Thinking
about how to organize my photographs of street art in San Francisco into a coherent
web site lead me to the obvious; organize by location.
The
City features numerous “locations” with many more sub-locations spread out… for
example, the Mission District includes many key sub-locations such as:
Balmy, Clarion
Alley, West of Mission & 24th Street, Lilac, Bryant at 18th,
Florida at 17th, and so on. These are complete and individual
street-canvas-locations where street artists leave their mark on the world.
Some
of these are obvious, and others would surprise you. So far the site includes
17 sub-location galleries in the Mission District alone. And I’m not done yet.
Eventually
I wanted to also provide the option of seeing work organized by the artists’
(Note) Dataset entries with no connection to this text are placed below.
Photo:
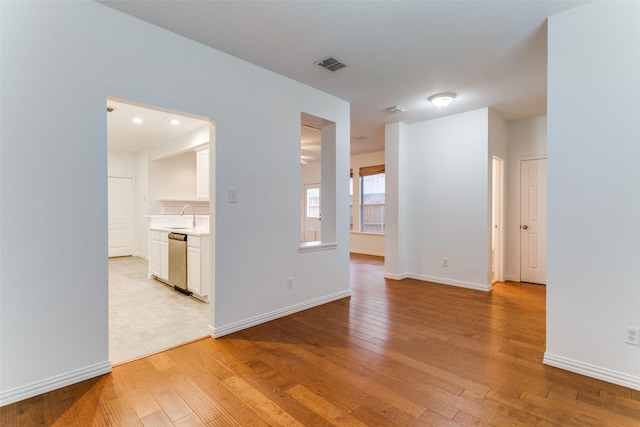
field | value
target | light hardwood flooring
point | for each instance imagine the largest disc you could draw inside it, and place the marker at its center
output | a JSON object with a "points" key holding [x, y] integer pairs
{"points": [[401, 353], [147, 316]]}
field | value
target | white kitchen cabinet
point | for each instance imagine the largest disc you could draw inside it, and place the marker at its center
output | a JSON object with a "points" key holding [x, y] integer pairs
{"points": [[159, 255], [198, 266], [202, 173]]}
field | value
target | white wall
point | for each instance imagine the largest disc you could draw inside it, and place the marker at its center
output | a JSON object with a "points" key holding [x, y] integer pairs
{"points": [[172, 178], [67, 54], [122, 163], [593, 288], [527, 138], [364, 243], [446, 208]]}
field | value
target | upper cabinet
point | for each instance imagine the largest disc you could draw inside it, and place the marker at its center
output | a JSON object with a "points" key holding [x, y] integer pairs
{"points": [[202, 173]]}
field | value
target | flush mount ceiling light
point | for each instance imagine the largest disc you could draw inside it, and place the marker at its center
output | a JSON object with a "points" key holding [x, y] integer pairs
{"points": [[330, 64], [398, 109], [441, 100]]}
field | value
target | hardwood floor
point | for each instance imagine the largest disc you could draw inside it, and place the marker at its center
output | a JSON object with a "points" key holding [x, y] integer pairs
{"points": [[396, 353]]}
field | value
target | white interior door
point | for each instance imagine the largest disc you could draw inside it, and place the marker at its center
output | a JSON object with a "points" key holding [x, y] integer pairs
{"points": [[533, 221], [312, 221], [497, 207], [120, 214]]}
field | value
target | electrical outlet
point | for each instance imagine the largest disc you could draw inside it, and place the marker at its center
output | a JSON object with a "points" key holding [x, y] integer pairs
{"points": [[632, 335]]}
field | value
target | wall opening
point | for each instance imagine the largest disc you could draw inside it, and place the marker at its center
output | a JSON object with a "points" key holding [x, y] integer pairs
{"points": [[318, 182], [165, 154]]}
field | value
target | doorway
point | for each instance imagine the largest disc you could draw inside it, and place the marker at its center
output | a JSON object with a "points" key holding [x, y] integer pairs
{"points": [[157, 151], [533, 220]]}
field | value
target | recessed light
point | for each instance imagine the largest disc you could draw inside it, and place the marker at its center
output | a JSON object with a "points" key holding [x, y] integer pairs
{"points": [[441, 100]]}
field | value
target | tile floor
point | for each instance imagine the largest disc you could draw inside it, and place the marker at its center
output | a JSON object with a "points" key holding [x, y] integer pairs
{"points": [[147, 316]]}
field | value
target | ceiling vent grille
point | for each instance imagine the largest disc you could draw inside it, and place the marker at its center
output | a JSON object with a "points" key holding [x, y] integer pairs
{"points": [[331, 64], [397, 109]]}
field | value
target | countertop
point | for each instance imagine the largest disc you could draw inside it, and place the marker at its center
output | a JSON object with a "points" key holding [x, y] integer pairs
{"points": [[189, 231]]}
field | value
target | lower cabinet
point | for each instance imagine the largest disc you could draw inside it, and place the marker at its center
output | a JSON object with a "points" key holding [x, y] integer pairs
{"points": [[198, 272], [159, 255]]}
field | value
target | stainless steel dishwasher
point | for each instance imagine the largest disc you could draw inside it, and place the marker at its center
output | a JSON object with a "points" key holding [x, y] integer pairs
{"points": [[178, 262]]}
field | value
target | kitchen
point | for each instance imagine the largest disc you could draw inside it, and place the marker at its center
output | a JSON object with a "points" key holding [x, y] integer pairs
{"points": [[159, 172]]}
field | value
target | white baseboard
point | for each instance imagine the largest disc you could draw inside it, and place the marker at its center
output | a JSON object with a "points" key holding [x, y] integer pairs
{"points": [[450, 282], [53, 383], [220, 331], [365, 252], [592, 371], [394, 276]]}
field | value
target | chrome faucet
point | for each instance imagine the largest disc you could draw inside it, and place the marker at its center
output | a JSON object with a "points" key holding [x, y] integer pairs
{"points": [[193, 212]]}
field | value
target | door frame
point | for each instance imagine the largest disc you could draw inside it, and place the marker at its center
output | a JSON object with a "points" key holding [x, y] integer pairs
{"points": [[518, 251], [497, 212], [133, 213]]}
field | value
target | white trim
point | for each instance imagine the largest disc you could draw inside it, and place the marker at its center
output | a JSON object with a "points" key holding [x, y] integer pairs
{"points": [[316, 246], [53, 383], [365, 252], [439, 280], [592, 371], [519, 161], [394, 276], [499, 252], [217, 332]]}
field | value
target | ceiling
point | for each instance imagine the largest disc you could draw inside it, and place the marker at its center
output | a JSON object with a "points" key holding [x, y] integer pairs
{"points": [[490, 53], [154, 128]]}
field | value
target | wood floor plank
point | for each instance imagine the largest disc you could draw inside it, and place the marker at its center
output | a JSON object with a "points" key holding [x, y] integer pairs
{"points": [[269, 410], [321, 406], [235, 407], [395, 353]]}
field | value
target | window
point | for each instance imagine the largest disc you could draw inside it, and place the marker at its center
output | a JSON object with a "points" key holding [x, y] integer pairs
{"points": [[313, 202], [372, 199]]}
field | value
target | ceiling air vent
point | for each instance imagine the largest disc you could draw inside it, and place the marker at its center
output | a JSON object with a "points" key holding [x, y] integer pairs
{"points": [[331, 64], [397, 109]]}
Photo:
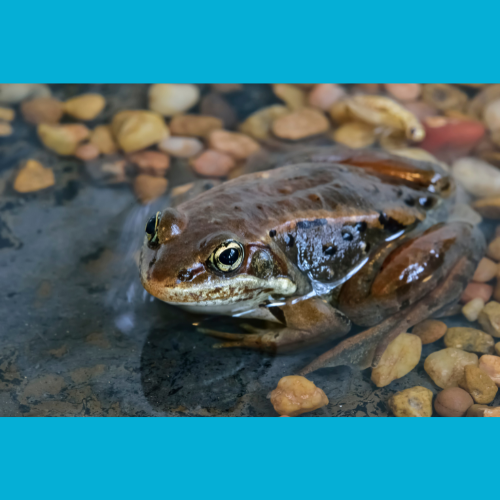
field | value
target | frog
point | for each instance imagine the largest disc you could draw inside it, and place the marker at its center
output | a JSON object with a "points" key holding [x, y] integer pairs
{"points": [[327, 239]]}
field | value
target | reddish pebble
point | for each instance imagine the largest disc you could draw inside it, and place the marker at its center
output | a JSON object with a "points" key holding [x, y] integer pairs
{"points": [[87, 152], [213, 164], [151, 162], [476, 290]]}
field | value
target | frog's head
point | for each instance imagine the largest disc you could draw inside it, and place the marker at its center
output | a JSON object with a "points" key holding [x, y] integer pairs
{"points": [[209, 263]]}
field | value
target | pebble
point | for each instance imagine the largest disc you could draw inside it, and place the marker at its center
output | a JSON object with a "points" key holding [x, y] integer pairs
{"points": [[149, 187], [213, 164], [7, 114], [295, 395], [430, 330], [87, 151], [42, 110], [169, 99], [293, 97], [194, 125], [33, 176], [136, 129], [413, 402], [476, 290], [215, 105], [237, 145], [491, 365], [63, 139], [469, 339], [300, 124], [181, 147], [258, 124], [103, 139], [491, 115], [404, 91], [324, 95], [472, 309], [483, 411], [355, 135], [479, 385], [478, 177], [151, 162], [489, 318], [446, 367], [85, 107], [400, 357], [453, 402]]}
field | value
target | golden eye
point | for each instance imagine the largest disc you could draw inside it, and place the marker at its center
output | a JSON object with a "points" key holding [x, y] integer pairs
{"points": [[228, 256], [152, 228]]}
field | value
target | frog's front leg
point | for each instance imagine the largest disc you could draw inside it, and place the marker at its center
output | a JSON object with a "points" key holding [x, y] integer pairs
{"points": [[306, 322]]}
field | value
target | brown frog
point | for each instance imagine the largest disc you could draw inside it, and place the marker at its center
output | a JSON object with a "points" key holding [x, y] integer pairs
{"points": [[328, 238]]}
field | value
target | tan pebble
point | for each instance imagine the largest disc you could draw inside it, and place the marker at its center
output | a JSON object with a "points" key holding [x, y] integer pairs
{"points": [[87, 152], [324, 95], [148, 187], [355, 135], [102, 137], [293, 97], [63, 139], [212, 164], [239, 146], [476, 290], [472, 309], [430, 330], [258, 124], [489, 318], [85, 106], [491, 365], [404, 91], [7, 114], [295, 395], [181, 147], [42, 110], [400, 357], [478, 384], [469, 339], [453, 402], [136, 129], [413, 402], [446, 367], [169, 99], [300, 124], [194, 125], [5, 129], [33, 176], [151, 162]]}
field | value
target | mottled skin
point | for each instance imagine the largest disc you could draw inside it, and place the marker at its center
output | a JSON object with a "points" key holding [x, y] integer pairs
{"points": [[330, 236]]}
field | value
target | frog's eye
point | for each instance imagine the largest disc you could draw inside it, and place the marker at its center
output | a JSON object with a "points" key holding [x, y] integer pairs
{"points": [[152, 228], [228, 256]]}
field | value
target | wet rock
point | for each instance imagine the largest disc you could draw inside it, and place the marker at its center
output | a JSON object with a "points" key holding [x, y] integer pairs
{"points": [[400, 357], [453, 402], [194, 125], [479, 385], [169, 99], [430, 330], [295, 395], [181, 147], [469, 339], [446, 367], [85, 107], [491, 365], [413, 402], [33, 176], [136, 130], [303, 123]]}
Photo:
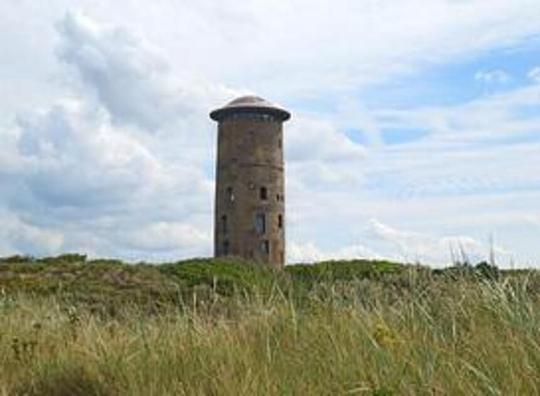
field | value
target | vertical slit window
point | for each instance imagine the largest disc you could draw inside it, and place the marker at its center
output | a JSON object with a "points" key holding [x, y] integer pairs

names, and that’s part of the discussion right now behind the scenes at
Graffiti SF Dot Com Headquarters. I always found this feature of SF Mural Arts
an attractive one. Of course, you have to know the artist’s name to start off,
and I don’t always know this until much later.
Seeing
how I photograph the same artist’s work at the various locations seems
important to my… let’s call it “creative growth.”
I
could also see the value in organizing street art by “type;” spray-painted
mural, artist’s mural, feel-good-“by-committee”-mural, youth street art,
creative graffiti, destructive graffiti, political street art… and so on.
I
rejected the “type” option after recognizing that one of the advantages of
street art over museum art is the unexpected mixing of styles and approaches…
there is no “Impressionist Wing” on the streets of San Francisco, and no
“Armand Hammer Wing” at Clarion Alley.
And
then there’s the fact that “types” can be based on a viewer’s point of view…
someone’s “creative” graffiti is someone else’s “destructive” graffiti… just as
someone’s beautiful mural is someone else’s junk. (The same ideology can be
inferred on museum work, but we give in to the “experts” that “know” what’s
good for us and have chosen to display it so carefully.)
Then
there’s the added factor that I don’t always know about the legitimacy of a piece
of public art, and I’m sometimes surprised.
One
thing seems certain, whatever choice I make, in time other choices will walk up
and introduce themselves. Sometimes politely.
I
finally decided to organize the image folders by location, and made the initial
galleries location-based. My thinking being that once the image location was
settled, I could later create additional gallery pages by artist or any other
category I chose to add more ways to view the available works.
Sometimes an evolving web site is like a growing child, with each
new discovery leading to change-ripples throughout… or you could just blame it
on bad planning.
The
thumbnails page had its growing pains, to be sure, but it evolved into
something close to what I’d been imagining.
Even
though the grouping is neither scientific nor geographical but colorful,
chaotic and beautifully unpredictable, you can click on something you like to
open a larger view… once there you can use the navigation system provided at
the bottom of the page to see more from that location, or you can return to the
Thumbnails page.
At
the time of this writing there are 111 thumbnails on the page… and this number
is likely to grow. Eventually I may
decide to split the Thumbnails Gallery into 2 pages… I don’t want Jakob Nielsen
angry with me.
Some
street art images easily lend themselves to thumbnail-abstraction. You don’t
really have to crop, just shrink, while others are more problematic, though
I’ve learned to think of these as “creative challenges…” and not problems.
That’s
why the thumbnails have different widths but the same height… symmetry can be
stimulating, but it is often overrated.